“Technically OS X is a very solid platform for development with its pre-emptive multitasking and memory protection,” Ian LeGrow, executive vice-president of creative products at Corel told MacCentral. “We felt that from a business standpoint, strategically, being the first company to deliver in mass numbers on a new platform would give people pause and look at Corel.”
Corel and Apple worked closely together to make sure the products being released took advantage of as many of the built-in Mac OS X technologies as possible. The result is significant speed increases in some of the functions of the applications.
“In Photo-Paint, we take advantage of some of the underlying technologies,” said LeGrow. “If you have a dual processor machine you will see almost double the speed for many of the effects that take advantage of the technology.”
The company’s move to OS X is working — sales of Corel products have increased and LeGrow attributes that to customers showing support for a company that supports them.
Many people want to try out the Corel products before spending the money to buy them. To date Corel hasn’t released a demo for its Mac OS X applications — but that’s not by choice. Unfortunately, the company Corel was working with to make the demo software folded, leaving them with nothing to release to the public. Corel is currently looking at ways to produce demos. “We’re committed to getting demos out there as quickly as we can,” LeGrow said.
LeGrow and the rest of the team at Corel are already looking forward. The company clearly sees Mac OS X as the future and are committed to improving their products in future versions to take advantage of the OS. If you want to work with Corel in the future, you better be on OS X.
“Our professional product line will only be OS X moving forward. By moving to OS X exclusively we’ll be able to take advantage of Quartz, take more advantage of multi-tasking and Cocoa specific features as well,” said LeGrow.
Apple is understandably very pleased with Corel’s move to Mac OS X and its commitment to take advantage of more of the operating system’s technologies in the future.
“Corel is leading the pack — they’re going to be able to take advantage of this and we want them to,” Richard Kerris, Director of Developer Technologies at Apple, told MacCentral. “This is what you get for taking that jump ahead of the pack.”

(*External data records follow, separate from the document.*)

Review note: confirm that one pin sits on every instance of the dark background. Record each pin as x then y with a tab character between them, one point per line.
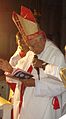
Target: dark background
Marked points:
52	20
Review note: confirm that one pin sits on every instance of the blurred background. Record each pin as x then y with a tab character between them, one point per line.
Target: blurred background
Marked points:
51	16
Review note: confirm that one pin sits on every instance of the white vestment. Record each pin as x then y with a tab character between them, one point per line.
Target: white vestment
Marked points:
37	101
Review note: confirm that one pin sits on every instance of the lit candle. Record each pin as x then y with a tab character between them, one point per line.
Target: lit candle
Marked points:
65	52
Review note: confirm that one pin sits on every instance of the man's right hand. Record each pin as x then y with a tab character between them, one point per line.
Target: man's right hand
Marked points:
5	66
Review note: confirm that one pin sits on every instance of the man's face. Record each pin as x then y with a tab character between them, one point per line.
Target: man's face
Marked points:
24	46
36	44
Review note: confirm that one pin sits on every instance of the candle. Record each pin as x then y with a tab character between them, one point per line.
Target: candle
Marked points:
65	52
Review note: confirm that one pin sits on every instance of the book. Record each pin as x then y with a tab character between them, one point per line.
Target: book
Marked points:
21	74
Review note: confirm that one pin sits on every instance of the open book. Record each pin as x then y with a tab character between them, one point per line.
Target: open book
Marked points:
21	74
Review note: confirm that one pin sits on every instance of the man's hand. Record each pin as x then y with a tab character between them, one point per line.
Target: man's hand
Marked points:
5	66
37	63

Realistically, no operating system can live on its own — there are a few examples of this in recent history. Developers need to support the OS and bring products to it for customer to be able to take advantage of the technologies. Corel may have made a leap of faith by choosing to bring all of its applications to a new modern OS, but both companies think it will pay off for them.

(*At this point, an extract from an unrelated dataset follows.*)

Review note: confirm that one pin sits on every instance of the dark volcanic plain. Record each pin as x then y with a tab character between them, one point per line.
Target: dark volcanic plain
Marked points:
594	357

“I think this says how committed they are as a developer — anybody that’s staying on OS 9 is in the rearview mirror at this point,” said Kerris. “They really have to look at this as our future — it’s not the ’80s anymore, we’re going forward. I’m concerned many developers are going to have to play catch-up very aggressively.”
Apple agrees that by bringing all of its products for OS X to the market first, Corel has put itself in a unique position in the graphics industry. Many organizations have moved or want to make the move to OS X, but can’t because the applications they need are not available yet — this may be a great opportunity for companies like Corel.

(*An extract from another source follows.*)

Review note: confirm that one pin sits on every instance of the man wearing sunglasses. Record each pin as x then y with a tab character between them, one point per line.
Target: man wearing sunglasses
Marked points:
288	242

“Are the other applications coming? Of course they are,” said Kerris. “But it’s companies like Corel that take advantage of being first to platform that are going to get all those major customers looking at them for the first time — production can’t wait.”
“Corel is a model developer for us. They are someone we hold up and say look at how well they are doing, look at the suite of products. We’re really pleased,” said Kerris.